As a child, I was ashamed of where I came from. My parents were hippies and we lived accordingly. I don’t have too many memories of living in an actual house, but I do recall living in a 20 x 20 shed, a camper, a converted school bus and a teepee. Bear in mind, this lifestyle was a choice. I feel compelled to point out they never asked my preference!
I mean who could resist no running water, no telephone, and no indoor plumbing. That last one makes me laugh. I mean I’m a girl who really likes my indoor plumbing!
Of course I have some wonderful memories of my childhood, but I have many more that are etched with the knife of addiction, domestic violence, family secrets, guilt and shame.

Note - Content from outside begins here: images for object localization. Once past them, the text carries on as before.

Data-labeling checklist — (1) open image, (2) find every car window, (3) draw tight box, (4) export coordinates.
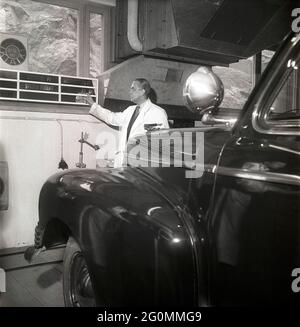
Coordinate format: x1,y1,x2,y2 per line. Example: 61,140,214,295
265,52,300,124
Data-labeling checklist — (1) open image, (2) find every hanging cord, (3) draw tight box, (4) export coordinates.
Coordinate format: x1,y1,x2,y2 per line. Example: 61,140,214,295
56,120,68,170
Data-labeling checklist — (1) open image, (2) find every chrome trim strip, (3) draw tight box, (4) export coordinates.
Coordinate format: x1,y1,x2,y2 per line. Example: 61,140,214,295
252,105,300,136
213,166,300,186
268,144,300,156
204,164,217,173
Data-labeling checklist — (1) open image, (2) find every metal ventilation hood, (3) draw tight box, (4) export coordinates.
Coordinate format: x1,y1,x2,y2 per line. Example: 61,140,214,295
116,0,294,66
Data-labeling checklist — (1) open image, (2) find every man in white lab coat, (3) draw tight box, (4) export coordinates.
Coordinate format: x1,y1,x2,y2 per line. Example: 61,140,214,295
83,78,169,167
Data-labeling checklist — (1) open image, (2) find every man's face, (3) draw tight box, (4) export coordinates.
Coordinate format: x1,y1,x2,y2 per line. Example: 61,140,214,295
129,81,144,103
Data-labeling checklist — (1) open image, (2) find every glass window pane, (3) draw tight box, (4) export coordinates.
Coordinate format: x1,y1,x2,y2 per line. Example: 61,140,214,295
213,58,252,110
266,54,300,122
90,12,103,78
213,50,275,110
0,0,78,76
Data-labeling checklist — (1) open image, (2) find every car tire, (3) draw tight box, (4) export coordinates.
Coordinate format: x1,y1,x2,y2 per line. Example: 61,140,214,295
63,236,96,307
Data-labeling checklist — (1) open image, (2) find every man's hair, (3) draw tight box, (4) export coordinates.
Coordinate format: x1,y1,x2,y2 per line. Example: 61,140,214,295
134,78,151,98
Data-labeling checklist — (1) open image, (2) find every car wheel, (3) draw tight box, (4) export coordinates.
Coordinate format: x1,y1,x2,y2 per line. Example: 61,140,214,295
63,236,96,307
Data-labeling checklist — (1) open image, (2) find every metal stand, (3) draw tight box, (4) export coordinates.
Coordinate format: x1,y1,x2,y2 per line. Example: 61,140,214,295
76,132,100,168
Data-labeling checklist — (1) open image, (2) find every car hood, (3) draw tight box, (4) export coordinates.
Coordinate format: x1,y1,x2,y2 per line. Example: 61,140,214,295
46,125,231,208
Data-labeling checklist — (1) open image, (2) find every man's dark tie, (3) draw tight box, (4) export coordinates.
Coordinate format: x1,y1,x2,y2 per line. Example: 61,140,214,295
126,105,140,141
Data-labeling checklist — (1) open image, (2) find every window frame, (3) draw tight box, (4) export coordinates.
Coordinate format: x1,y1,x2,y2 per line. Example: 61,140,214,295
252,33,300,136
0,0,114,114
30,0,114,77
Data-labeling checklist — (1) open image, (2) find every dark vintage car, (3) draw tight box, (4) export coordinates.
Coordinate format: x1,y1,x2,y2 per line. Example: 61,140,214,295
26,32,300,306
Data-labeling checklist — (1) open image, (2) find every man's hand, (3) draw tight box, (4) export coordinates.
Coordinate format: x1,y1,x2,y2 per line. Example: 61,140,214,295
76,93,95,106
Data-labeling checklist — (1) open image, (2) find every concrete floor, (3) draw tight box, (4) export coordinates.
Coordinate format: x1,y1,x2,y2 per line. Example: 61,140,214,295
0,246,64,307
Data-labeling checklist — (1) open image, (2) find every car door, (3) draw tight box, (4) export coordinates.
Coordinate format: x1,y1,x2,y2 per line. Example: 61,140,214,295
208,33,300,306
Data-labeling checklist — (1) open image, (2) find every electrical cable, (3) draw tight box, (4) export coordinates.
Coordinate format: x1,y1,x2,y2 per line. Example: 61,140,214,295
56,120,68,169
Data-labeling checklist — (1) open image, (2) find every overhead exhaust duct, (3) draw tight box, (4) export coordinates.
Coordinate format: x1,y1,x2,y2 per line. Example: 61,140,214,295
116,0,294,66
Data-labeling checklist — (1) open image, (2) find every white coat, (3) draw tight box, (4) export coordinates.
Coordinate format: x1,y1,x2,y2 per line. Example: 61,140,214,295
90,98,169,167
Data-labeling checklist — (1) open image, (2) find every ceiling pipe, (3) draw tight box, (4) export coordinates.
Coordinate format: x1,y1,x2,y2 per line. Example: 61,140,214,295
127,0,143,52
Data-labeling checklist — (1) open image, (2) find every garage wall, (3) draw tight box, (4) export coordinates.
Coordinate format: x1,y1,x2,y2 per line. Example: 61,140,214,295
0,109,118,249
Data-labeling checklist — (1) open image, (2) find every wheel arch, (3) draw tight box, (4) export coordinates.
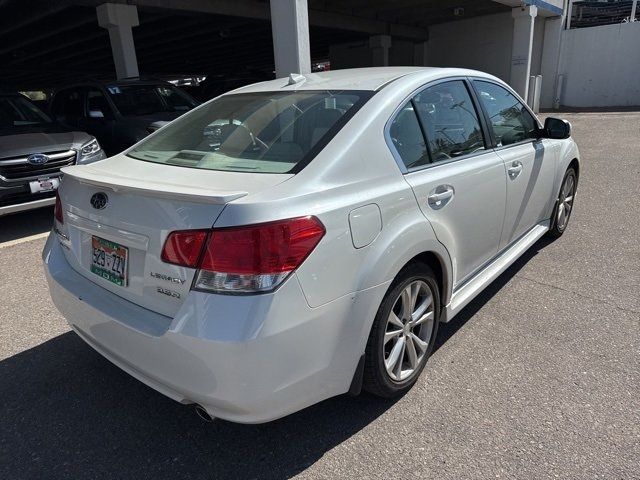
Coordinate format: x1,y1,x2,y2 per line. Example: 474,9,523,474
403,251,450,315
568,157,580,181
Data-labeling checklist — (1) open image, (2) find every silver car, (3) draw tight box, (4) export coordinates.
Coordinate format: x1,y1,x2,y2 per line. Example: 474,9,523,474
0,92,105,216
44,67,579,423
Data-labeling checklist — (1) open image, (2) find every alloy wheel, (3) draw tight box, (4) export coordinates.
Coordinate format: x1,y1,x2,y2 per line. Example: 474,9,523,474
383,280,435,382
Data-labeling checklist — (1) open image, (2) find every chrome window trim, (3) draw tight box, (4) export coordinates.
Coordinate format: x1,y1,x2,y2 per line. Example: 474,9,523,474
384,76,492,174
404,147,493,174
493,137,544,153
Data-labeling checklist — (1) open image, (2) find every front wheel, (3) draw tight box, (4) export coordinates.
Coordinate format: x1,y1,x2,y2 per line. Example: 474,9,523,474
363,263,440,398
547,167,577,239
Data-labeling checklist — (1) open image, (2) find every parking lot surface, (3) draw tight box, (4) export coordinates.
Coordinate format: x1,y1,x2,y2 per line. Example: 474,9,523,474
1,112,638,479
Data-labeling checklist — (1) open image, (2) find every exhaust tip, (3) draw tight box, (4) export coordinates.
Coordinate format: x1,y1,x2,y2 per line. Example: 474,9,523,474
194,404,215,423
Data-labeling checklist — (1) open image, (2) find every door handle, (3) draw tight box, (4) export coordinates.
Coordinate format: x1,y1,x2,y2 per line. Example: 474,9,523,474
427,186,454,209
507,161,523,179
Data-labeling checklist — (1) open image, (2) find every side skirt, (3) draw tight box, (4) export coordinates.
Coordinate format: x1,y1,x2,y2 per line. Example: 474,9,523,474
441,220,550,323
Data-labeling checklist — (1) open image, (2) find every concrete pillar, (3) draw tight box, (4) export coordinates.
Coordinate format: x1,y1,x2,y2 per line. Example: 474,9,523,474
539,15,564,109
413,41,429,66
510,5,537,102
97,3,139,79
270,0,311,78
369,35,392,66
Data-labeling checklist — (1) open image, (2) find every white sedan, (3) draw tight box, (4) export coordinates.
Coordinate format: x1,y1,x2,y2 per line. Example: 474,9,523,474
44,67,580,423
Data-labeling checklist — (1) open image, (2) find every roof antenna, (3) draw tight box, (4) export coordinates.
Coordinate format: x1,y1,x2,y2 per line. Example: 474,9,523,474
288,73,306,85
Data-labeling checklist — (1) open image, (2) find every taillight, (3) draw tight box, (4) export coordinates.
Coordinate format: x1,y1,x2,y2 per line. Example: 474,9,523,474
54,192,63,223
161,230,208,268
161,216,325,294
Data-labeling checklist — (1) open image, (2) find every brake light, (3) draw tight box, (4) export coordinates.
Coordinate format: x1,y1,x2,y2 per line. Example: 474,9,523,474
161,216,325,293
54,192,63,223
161,230,208,268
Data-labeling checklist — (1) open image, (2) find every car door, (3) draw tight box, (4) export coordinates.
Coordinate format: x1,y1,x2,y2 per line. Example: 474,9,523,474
472,80,557,249
390,79,507,287
51,88,84,130
78,87,117,154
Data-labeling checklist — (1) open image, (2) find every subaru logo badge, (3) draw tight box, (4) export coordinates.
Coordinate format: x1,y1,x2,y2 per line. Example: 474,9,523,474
90,192,109,210
27,153,49,165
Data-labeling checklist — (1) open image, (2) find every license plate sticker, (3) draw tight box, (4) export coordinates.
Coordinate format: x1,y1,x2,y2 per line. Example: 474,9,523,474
90,236,128,287
29,177,59,194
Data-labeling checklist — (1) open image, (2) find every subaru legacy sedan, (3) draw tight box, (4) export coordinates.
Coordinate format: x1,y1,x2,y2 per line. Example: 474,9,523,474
44,67,579,423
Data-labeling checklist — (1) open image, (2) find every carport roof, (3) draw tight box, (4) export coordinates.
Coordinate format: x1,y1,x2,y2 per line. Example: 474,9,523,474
0,0,509,90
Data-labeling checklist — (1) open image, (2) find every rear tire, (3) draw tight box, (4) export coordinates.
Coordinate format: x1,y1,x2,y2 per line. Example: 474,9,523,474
547,167,577,239
363,262,440,398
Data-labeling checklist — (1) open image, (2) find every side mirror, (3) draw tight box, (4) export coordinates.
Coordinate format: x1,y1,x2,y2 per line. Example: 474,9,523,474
543,117,571,139
88,109,105,119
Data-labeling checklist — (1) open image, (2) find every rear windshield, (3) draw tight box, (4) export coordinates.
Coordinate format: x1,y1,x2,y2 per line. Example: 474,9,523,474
127,90,373,174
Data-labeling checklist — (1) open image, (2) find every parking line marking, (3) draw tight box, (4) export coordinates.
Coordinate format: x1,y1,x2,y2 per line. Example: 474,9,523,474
0,232,50,249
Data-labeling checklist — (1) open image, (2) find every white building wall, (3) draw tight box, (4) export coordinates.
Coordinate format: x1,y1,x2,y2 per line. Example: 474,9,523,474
558,23,640,108
426,12,514,82
329,8,639,109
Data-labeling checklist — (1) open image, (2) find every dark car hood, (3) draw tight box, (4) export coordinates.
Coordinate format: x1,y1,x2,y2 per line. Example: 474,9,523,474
0,128,93,159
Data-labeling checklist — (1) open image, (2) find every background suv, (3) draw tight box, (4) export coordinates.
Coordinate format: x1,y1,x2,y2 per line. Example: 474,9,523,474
50,78,199,156
0,90,104,216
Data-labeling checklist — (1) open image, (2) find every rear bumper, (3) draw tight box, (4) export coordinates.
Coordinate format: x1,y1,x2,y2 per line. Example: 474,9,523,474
43,233,387,423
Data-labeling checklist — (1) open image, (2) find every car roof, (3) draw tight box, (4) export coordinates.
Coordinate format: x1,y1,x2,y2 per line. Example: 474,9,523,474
230,67,493,93
54,77,171,91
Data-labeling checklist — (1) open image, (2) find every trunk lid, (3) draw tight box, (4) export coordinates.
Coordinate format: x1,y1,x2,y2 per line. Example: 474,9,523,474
58,154,292,317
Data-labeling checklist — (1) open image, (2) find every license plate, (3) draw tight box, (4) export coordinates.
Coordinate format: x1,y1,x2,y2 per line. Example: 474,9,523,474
29,177,59,194
90,236,128,287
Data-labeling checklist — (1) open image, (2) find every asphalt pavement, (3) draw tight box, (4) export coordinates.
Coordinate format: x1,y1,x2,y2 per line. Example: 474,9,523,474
0,112,638,479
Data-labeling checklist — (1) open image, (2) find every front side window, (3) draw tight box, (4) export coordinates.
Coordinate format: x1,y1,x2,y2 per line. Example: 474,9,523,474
474,81,538,147
413,80,486,162
127,90,372,174
87,89,113,119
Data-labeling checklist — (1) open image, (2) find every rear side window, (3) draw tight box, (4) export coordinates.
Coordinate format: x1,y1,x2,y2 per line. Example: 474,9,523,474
474,81,538,147
389,103,429,169
87,89,114,119
127,90,372,174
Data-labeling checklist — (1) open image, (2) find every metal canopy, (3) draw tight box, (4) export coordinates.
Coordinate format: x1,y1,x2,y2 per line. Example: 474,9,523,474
0,0,507,89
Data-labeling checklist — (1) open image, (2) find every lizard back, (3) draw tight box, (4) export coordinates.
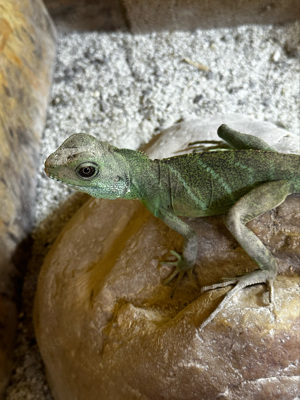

Elementary school was no picnic either. Imagine a gawky, plain, and terribly shy young girl with thick glasses and a hand me down wardrobe. A perfect target for the bully. I just wanted someone to like me, to accept me, to love me.
If only I were pretty, I thought…
The summer before high school, I blossomed. I shed the awkward skin of my adolescence, and got noticed. The attention I was so desperate for came in unexpected waves. I clung to my appearance, believing all the while that my looks were my only ticket to happiness and joy.
I learned the art of pretending. I pretended to be happy. I pretended to be normal. I pretended to be me.
This took me far; all the way to Hollywood. All the way to an eating disorder. All the way to sin.
I used to live behind the mask of perfection. My bondage to my past was choking me. I felt like I was rotting from the inside.
About three years ago, I found my freedom in Jesus Christ. He radically threw my chains off and set me free!
Where there once was dark, I see light flooding in. My memories are turning into friends, instead of foes. I use the lamp of the Lord to guide my path, and am encouraged by one of my favorite scriptures.
“Your word is a lamp for my feet, a light on my path.” Psalm 119:105
I’ve always had a heart for the underdog, I think I can relate to them.
God doesn’t waste a hurt, and I am beginning to see how He is using my past to reach out to others who are lost. He has given me a heart to serve those that most people cast aside. It could be the homeless woman, the wayward teen, the woman lost in addiction, the hungry child, or the man who thinks he is too far gone for God.
Isn’t this what all Christians are called to do? Aren’t we all supposed to feed his sheep? It’s easy to think to yourself, “Oh, look what a good Christian I am. I am helping the needy.” I think that’s dangerously close to pride. The first time I felt the nudge of that emotion, God reminded me that we are all broken before Him, and only through Him are we made whole.
Who am I to judge another’s brokenness?
From one broken person to another, let’s do this together. Let’s feed His sheep!